To summarize, calculate the vertical component of the initial velocity (Viy) and the horizontal component of the initial velocity (Vix). Use Viy to calculate the time (t) it takes for the arrow to reach the top point of its trajectory. Then use Vix and t to calculate the horizontal distance (d) the arrow will travel. Compare d to 60.0 ft to determine if the arrow hits the target.
To determine if the arrow will hit the target, we can analyze the horizontal and vertical components of its motion separately.

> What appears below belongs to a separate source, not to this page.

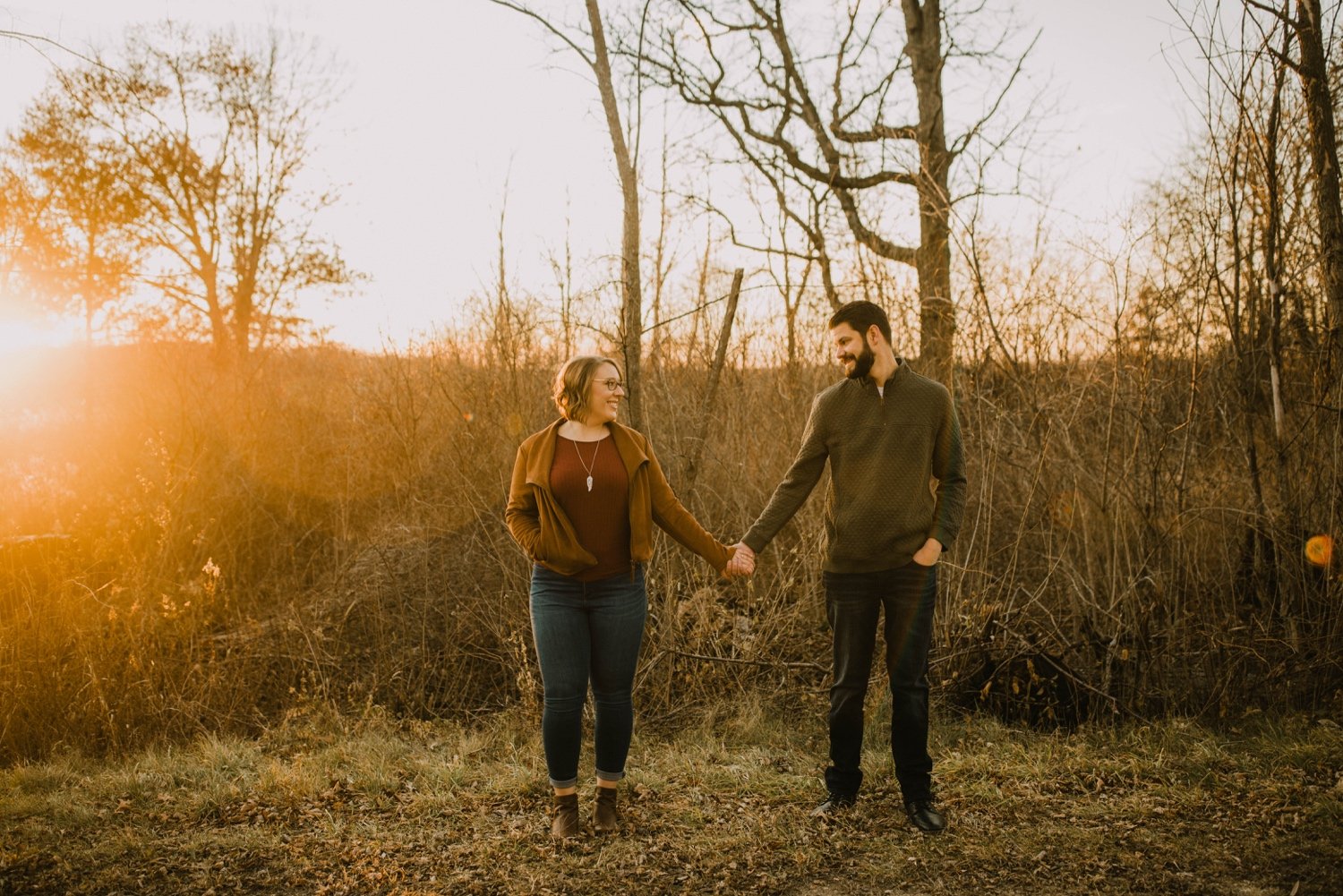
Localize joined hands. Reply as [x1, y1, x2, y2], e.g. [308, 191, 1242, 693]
[724, 542, 755, 579]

First, let's calculate the horizontal distance the arrow will travel. This can be found using the horizontal component of the initial velocity:
Vx = V_initial * cos(theta)
Vx = 47.0 ft/s * cos(25 degrees)
Vx ≈ 42.457 ft/s
The time it takes for the arrow to travel 60.0 ft horizontally can be found using the formula:
time = distance / velocity
time = 60.0 ft / 42.457 ft/s
time ≈ 1.413 seconds
Now, let's calculate the vertical distance the arrow will travel. The vertical component of the initial velocity can be found using:
Vy = V_initial * sin(theta)
Vy = 47.0 ft/s * sin(25 degrees)
Vy ≈ 19.957 ft/s
Using this initial vertical velocity, we can calculate the maximum height reached by the arrow. This can be determined using the formula for maximum height in projectile motion:
max_height = (Vy^2) / (2 * g)
max_height = (19.957 ft/s)^2 / (2 * 32.2 ft/s^2)
max_height ≈ 6.165 ft
Considering that the target is at eye level (0 ft), we can see that the maximum height reached by the arrow (6.165 ft) is greater than the height of the target.
Since the arrow will pass above the target's height and the horizontal distance is less than 60.0 ft, the arrow will not hit the target.